More recently, evidence for common descent has come from the study of biochemical similarities between organisms. For example, all living cells use the same basic set of nucleotides and amino acids. The development of molecular genetics has revealed the record of evolution left in organisms’ genomes: dating when species diverged through the molecular clock produced by mutations. For example, these DNA sequence comparisons have revealed that humans and chimpanzees share 98% of their genomes and analysing the few areas where they differ helps shed light on when the common ancestor of these species existed.
Evolution of life
Prokaryotes inhabited the Earth from approximately 3–4 billion years ago. No obvious changes in morphology or cellular organisation occurred in these organisms over the next few billion years. The eukaryotic cells emerged between 1.6 and 2.7 billion years ago. The next major change in cell structure came when bacteria were engulfed by eukaryotic cells, in a cooperative association called endosymbiosis.The engulfed bacteria and the host cell then underwent coevolution, with the bacteria evolving into either mitochondria or hydrogenosomes. Another engulfment of cyanobacterial-like organisms led to the formation of chloroplasts in algae and plants.
Evolutionary tree showing the divergence of modern species from their common ancestor in the centre. The three domains are coloured, with bacteria blue, archaea green and eukaryotes red.
The history of life was that of the unicellular eukaryotes, prokaryotes and archaea until about 610 million years ago when multicellular organisms began to appear in the oceans in the Ediacaran period. The evolution of multicellularity occurred in multiple independent events, in organisms as diverse as sponges, brown algae, cyanobacteria, slime moulds and myxobacteria. In January 2016, scientists reported that, about 800 million years ago, a minor genetic change in a single molecule called GK-PID may have allowed organisms to go from a single cell organism to one of many cells.

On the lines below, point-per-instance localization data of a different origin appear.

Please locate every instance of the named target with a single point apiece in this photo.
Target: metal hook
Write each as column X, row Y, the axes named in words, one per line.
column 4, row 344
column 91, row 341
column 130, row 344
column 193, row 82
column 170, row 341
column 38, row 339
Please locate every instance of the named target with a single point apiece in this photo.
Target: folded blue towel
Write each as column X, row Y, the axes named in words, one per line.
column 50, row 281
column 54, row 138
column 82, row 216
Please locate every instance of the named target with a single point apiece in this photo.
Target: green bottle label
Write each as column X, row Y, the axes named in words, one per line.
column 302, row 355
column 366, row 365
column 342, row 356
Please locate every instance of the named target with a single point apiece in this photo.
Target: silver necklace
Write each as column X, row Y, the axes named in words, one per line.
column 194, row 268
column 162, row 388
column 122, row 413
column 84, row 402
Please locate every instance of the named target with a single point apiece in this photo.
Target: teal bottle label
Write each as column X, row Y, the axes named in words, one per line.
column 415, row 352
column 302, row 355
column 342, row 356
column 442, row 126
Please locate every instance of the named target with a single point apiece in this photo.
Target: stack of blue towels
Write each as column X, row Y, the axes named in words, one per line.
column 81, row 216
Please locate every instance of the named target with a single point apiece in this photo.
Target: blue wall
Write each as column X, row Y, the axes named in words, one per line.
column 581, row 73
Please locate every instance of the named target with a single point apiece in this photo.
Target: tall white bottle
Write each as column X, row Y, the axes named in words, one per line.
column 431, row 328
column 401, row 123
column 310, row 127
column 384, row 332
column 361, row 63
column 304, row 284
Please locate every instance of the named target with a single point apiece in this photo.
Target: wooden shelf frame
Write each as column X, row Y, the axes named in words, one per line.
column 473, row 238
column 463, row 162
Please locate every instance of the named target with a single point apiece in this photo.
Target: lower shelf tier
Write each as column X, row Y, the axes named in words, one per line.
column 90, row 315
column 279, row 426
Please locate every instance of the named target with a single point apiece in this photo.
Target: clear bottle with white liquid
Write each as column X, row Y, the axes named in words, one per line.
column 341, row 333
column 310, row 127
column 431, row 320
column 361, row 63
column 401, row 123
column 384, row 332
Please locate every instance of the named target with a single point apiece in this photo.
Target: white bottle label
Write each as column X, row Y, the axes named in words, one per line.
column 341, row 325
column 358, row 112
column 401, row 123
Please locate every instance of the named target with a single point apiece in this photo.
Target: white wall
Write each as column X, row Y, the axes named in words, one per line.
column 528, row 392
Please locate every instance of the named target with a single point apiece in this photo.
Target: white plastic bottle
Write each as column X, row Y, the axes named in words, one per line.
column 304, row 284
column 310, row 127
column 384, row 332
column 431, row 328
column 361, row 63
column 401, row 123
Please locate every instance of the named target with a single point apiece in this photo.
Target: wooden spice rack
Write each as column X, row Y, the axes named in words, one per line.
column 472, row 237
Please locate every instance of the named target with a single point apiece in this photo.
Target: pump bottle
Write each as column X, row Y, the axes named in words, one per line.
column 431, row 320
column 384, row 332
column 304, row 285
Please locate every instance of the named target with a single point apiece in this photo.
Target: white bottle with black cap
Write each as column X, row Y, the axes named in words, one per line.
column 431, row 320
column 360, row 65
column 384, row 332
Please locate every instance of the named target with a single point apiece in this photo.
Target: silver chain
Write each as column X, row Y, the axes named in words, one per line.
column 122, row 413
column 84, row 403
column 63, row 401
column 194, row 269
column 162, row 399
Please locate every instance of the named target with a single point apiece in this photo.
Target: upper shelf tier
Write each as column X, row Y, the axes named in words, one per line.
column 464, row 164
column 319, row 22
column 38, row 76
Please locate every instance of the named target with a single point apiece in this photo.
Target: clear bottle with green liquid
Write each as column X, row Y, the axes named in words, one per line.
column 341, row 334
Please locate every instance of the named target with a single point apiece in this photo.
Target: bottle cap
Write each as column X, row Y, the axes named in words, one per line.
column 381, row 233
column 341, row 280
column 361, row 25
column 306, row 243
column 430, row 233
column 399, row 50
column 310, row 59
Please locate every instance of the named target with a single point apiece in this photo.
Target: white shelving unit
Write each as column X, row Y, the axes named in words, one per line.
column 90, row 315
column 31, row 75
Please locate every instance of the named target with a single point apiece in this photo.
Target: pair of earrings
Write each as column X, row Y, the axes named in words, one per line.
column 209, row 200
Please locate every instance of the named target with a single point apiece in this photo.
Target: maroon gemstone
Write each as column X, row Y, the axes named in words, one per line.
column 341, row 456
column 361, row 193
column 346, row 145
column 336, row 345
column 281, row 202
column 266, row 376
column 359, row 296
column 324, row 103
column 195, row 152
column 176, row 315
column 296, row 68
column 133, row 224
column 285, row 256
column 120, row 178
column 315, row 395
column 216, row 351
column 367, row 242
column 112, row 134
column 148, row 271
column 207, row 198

Soon after the emergence of these first multicellular organisms, a remarkable amount of biological diversity appeared over approximately 10 million years, in an event called the Cambrian explosion. Here, the majority of types of modern animals appeared in the fossil record, as well as unique lineages that subsequently became extinct. Various triggers for the Cambrian explosion have been proposed, including the accumulation of oxygen in the atmosphere from photosynthesis.
About 500 million years ago, plants and fungi colonised the land and were soon followed by arthropods and other animals. Insects were particularly successful and even today make up the majority of animal species. Amphibians first appeared around 364 million years ago, followed by early amniotes and birds around 155 million years ago (both from “reptile”-like lineages), mammals around 129 million years ago, Homininae around 10 million years ago and modern humans around 250,000 years ago.[300][301][302] However, despite the evolution of these large animals, smaller organisms similar to the types that evolved early in this process continue to be highly successful and dominate the Earth, with the majority of both biomass and species being prokaryotes.